Born and raised in Detroit, former mortgage banker Gary Gilbert (Quicken Loans) is hanging in. His older brother brought him into his business, which sold to Intuit in 1999. In his early 30s, Gilbert moved to New York to seek a second career. "I was at a crossroads. I had no idea what I loved and had passion for," he says. "I had to attempt to make my own mark. People say, 'do what you love.' What do I really love?" The answer was, the movies he grew up with, from Dirty Harry and Alice Doesn't Live Here Anymore to Butch Cassidy and the Sundance Kid. Gilbert "dreaded" telling his family and friends he wanted to make movies, with the inevitable "rolling of the eyes," he says.
The company started off at a high level, backing Zach Braff's Garden State, which was picked up by Fox Searchlight, followed by a series of small films such as Pantelion's Spanish-language hit From Prada to Nada, produced with Gigi Pritzker's Odd Lot, Lakeshore's Sundance entry Henry Poole is Here, which was acquired by Overture, and current Anchor Bay release Meet Monica Velour, starring Kim Cattrall as a porn star. Upcoming is Mike Uppendah's Michigan quadraplegic biopic Cripple (due for a title change), starring Aaron Paul, Lena Olin, Tom Sizemore, Tom Berenger and Jeff Daniels, which seeks a distributor. "A film has to be so much better than ten years ago to get any attention," Gilbert says.
Gilbert's company peak to date was Lisa Cholodenko's 2010 Oscar-nominated The Kids Are All Right, which he helped to get made when only a third of the $4 million budget was in place. "We were hands on, on set every day with Jeffrey Levy-Hinte," says Gilbert. When the film debuted at Sundance, Gilbert was in Park City negotiating the distribution deal with Focus Features. When Cinetic Media's Bart Walker recommended not waiting until Cannes to sell the movie, but rushing to finish in time for Sundance, Gilbert pushed the reluctant Cholodenko to make the date. "It was the right thing," he says, smiling.

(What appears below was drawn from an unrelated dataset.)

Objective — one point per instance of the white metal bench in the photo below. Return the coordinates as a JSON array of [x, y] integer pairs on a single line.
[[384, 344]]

Gilbert's trickiest challenge has been trying to get Kenneth Lonergan's six-years frozen, too-long Margaret, starring Ruffalo, Matt Damon, Anna Paquin, Matthew Broderick, Jean Reno, Olivia Thirlby, and Kieran Culkin, out of the editing bay and into Fox Searchlight release. Lonergan's follow-up to his acclaimed debut You Can Count on Me is "still in litigation," says Gilbert. "It's a great movie with great performances." The struggle involved the late producer Sydney Pollock and producer Scott Rudin insisting that Gilbert not take the movie away from an auteur final-cut director, whose three-hour cut--which Ruffalo calls a "masterpiece"-- didn't meet Searchlight's contractual demands for a 2.5 hour film. Martin Scorsese and editor Thelma Schoonmaker have been working on a shorter cut, and Searchlight plans to open the film before year's end. "If I knew the same facts, I'd do it again," Gilbert says. "We had all the right ingredients. There's no way to predict how things go wrong."

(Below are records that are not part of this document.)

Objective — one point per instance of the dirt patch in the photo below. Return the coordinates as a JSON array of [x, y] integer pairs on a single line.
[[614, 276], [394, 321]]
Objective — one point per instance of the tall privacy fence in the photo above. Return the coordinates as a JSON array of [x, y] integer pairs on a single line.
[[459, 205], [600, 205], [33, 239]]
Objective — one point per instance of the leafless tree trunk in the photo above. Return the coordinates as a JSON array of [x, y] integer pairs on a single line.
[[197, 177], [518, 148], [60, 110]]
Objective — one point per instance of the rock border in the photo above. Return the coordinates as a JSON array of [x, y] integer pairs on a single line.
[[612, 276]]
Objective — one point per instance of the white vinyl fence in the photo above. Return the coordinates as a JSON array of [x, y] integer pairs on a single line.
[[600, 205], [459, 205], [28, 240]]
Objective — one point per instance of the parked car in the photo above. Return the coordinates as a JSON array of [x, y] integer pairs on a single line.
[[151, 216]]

At Cannes this year Gilbert announced a deal with Kids Oscar-nominee Mark Ruffalo and Tim Robbins to star in sex addict comedy Thanks for Sharing, written by Cholodenko's Oscar-nominated writing partner Stuart Blumberg (Edward Norton's Class 5 Films) and Matt Winston; Blumberg makes his directorial debut. Voltage was selling rights at Cannes, along with U.S. reps WME and UTA. Gilbert Films will finance, Gilbert and Horowitz will produce, and William Migliore and David Koplan will produce for Class 5 Films, with Norton serving as executive producer. Production will begin in Fall 2011 in New York City.
Still in the works is an adaptation of Zach Braff's off-Broadway comedy All New People, which Second Stage will mount this July.